Three of California's electronic voting systems -- including those used in Orange, Riverside, San Bernardino and Ventura counties -- can be easily hacked into, potentially compromising millions of votes, according to a detailed review announced Friday.
Makers of Los Angeles County's InkaVote system did not submit its equipment in time, so it wasn't included, said Secretary of State Debra Bowen, who requested the study. The three systems evaluated, used by more than two-thirds of California's counties, also had problems with accessibility requirements for disabled and non-English-speaking voters.
The findings of what some believe to be one of the most comprehensive electronic voting studies to date come as California registrars rush to prepare for the state's presidential primary election Feb. 5. Bowen must analyze the report's conclusions under pressure: Her deadline to decide which equipment to use in the primary is Aug. 3.
Over two months, dozens of experts in information technology organized by the University of California tested machines made by Diebold Election Systems, Hart InterCivic and Sequoia Voting Systems. The analysts tried to infiltrate the three systems physically and electronically, without the safeguards that voting machine vendors or counties might use.
"Under these conditions, the technology and security of all three systems could be compromised," the review said.
For example: Testers accessed the insides of Sequoia machines by prying open seals or unscrewing external screws to bypass locks. The experts connected to secure data in a Diebold machine by hacking into its Windows operating system.
Testers "were able to bypass both physical and software security in every system they tested," Bowen said. "The severity of what it means, whether counties have adapted [security] procedures already
"Our very existence as a democracy is dependent on our having voting systems that are secure, reliable and accurate."
Not all election officials agreed with the report's findings. "Right now, I don't see any smoking gun, honestly," said Stephen L. Weir, Contra Costa County's clerk-recorder and registrar of voters, and president of the California Assn. of Clerks and Election Officials.

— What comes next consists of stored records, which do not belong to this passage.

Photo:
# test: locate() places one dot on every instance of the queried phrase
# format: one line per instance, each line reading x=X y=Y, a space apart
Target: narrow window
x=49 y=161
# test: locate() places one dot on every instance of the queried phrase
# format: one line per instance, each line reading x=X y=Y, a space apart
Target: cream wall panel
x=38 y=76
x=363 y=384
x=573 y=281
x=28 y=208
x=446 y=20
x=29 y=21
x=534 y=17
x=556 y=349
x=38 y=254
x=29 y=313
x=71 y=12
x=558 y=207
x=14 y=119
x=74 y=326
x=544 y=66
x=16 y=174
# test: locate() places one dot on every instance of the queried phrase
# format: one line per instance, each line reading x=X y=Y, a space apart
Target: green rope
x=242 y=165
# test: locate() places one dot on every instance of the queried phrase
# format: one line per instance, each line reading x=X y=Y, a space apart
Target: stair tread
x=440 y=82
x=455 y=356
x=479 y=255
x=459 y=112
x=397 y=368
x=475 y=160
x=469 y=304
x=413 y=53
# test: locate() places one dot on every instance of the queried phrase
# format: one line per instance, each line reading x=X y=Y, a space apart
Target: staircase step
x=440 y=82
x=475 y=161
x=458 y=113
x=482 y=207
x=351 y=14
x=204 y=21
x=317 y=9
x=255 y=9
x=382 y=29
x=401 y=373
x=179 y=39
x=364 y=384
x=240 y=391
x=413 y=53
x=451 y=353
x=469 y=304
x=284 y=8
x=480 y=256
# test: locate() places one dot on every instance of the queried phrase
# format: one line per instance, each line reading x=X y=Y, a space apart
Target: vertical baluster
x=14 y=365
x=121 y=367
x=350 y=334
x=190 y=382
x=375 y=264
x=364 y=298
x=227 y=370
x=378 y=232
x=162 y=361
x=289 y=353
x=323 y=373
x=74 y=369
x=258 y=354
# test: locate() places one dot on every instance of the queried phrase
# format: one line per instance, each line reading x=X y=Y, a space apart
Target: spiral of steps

Weir criticized the review for excluding real-life security measures, such as placing a voting machine server in a secured room.
L.A. County Registrar-Recorder Conny McCormack declined to comment.
Sequoia is "very anxious to review the findings, give appropriate feedback and supply information," spokeswoman Michelle M. Shafer said. "However, we will need adequate time to dissect the reports, discuss them internally and draft our response so that we can share it, including correcting any errors and framing the report assertions in the context of an actual election environment."
Hart InterCivic offered similar criticisms of Bowen's review, saying it "demonstrates an advanced, malicious attack in a laboratory environment." The Austin-based company suggested physically securing buildings where voting machines are located as well as tightening election data delivery procedures.
Diebold also condemned the review, questioning in a letter to Bowen why no election officials were included in the testing. "We believe that when used in conjunction with proper security procedures and protocols, our voting solutions ... reduce voter errors and ensure that every vote is safe, secure and accurate," a company spokesman said in a statement.
Election watchdog groups applauded the review, with one saying it corroborated the group's own findings.
"The key thing our organization is worried about is the people working inside the system," said Bev Harris, founder of Black Box Voting, a nationwide voting watchdog group based near Seattle. "It forces the citizens to put just blind trust in officials, which is not how the government works."
Bowen will hold a public hearing on the report at 10 a.m. Monday in Sacramento. The report can be found on the secretary of state's website, www.sos.ca.gov.